Pythonic way to get value defined or not defined in yaml

2.7k views Asked by At

I have a yaml file with test(s) configuration(s) and there is an optional parameter "ignore-dup-txn" in optional section "test-options".

test-name:
    test-type:        trh_txn
    test-src-format:  excel
    test-src-excel-sheet:   invalid_txns
    test-options:
      ignore-dup-txn: True

I read section "test-name" to "test" dict and for now I check it this way:

if 'test-options' in test and 'ignore-dup-txn' in test['test-options']:
    ignore_dups = test['test-options']['ignore-dup-txn']
else:
    ignore_dups = None

What would be the pythonic way to do it? More clear, simple and shorter.

I was thinking to do "getter", but if I do get(test['test-option']['ignore-dup-txn']), I will get an exception in case if option is not defined, obviously.

3

There are 3 answers

0
hspandher On BEST ANSWER

This would work:

test.get('test-options', {}).get('ignore-dup-txn', None)
1
Scott Hunter On

You can use the get method:

test['test-options'].get('ignore-dup-txn',default-value)

0
Anthon On

If you just want a "one-liner" and don't want an empty dict to be created you can do:

ignore_dups = test['test-options'].get('ignore-dup-txn') if 'test-options' in test else None

but this leads to long lines, and doesn't expand well to another level and is not very pythonic.
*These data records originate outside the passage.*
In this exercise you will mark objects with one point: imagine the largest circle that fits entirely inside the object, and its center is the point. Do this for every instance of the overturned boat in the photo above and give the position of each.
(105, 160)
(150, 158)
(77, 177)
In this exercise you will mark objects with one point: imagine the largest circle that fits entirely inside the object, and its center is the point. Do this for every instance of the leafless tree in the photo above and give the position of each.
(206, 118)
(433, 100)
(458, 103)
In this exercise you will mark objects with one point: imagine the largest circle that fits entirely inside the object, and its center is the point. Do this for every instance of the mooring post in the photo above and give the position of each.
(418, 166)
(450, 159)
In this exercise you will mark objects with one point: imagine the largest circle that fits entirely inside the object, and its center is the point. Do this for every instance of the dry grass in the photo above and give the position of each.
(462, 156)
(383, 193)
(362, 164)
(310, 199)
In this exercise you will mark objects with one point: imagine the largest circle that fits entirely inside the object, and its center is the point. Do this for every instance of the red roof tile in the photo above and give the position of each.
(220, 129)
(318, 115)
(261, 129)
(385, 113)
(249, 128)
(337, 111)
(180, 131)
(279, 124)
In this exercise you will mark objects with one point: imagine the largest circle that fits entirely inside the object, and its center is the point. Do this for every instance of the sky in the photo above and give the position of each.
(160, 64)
For something that is IMO a more pythonic first look at what happens when you have a dict and use a list as key for assignment or as first argument to .get() ¹:

d = dict()
l = ['a', 'b', 'c']
try:
    d[l] = 3
except TypeError as e:
    assert e.message == "unhashable type: 'list'"
else:
    raise NotImplementedError
try:
    d.get(l, None)
except TypeError as e:
    assert e.message == "unhashable type: 'list'"
else:
    raise NotImplementedError

That means some_dict.get(['a', 'b', 'c'], default) will throw a TypeError. on the other hand that is rather a nice concise syntax to get a value from a dict within a dict within ... .
So the question becomes how can I get such a .get() to work?

First you have to realise you cannot just replace the .get() method on a dict, you'll get an AttributeError:

d = dict()
def alt_get(key, default):
    pass
try:
    d.get = alt_get
except AttributeError as e:
    assert e.message == "'dict' object attribute 'get' is read-only"
else:
    raise NotImplementedError

So you will have to subclass dict, this allows you to override the .get() method:

class ExtendedDict(dict):
    def multi_level_get(self, key, default=None):
        if not isinstance(key, list):
            return self.get(key, default)
        # assume that the key is a list of recursively accessible dicts
        # *** using [] and not .get() in the following on purpose ***
        def get_one_level(key_list, level, d):
            if level >= len(key_list):
                if level > len(key_list):
                    raise IndexError
                return d[key_list[level-1]]
            return get_one_level(key_list, level+1, d[key_list[level-1]])

        try:
            return get_one_level(key, 1, self)
        except KeyError:
            return default

    get = multi_level_get # delete this if you don't want to mask get()
                          # you can still use the multi_level-get()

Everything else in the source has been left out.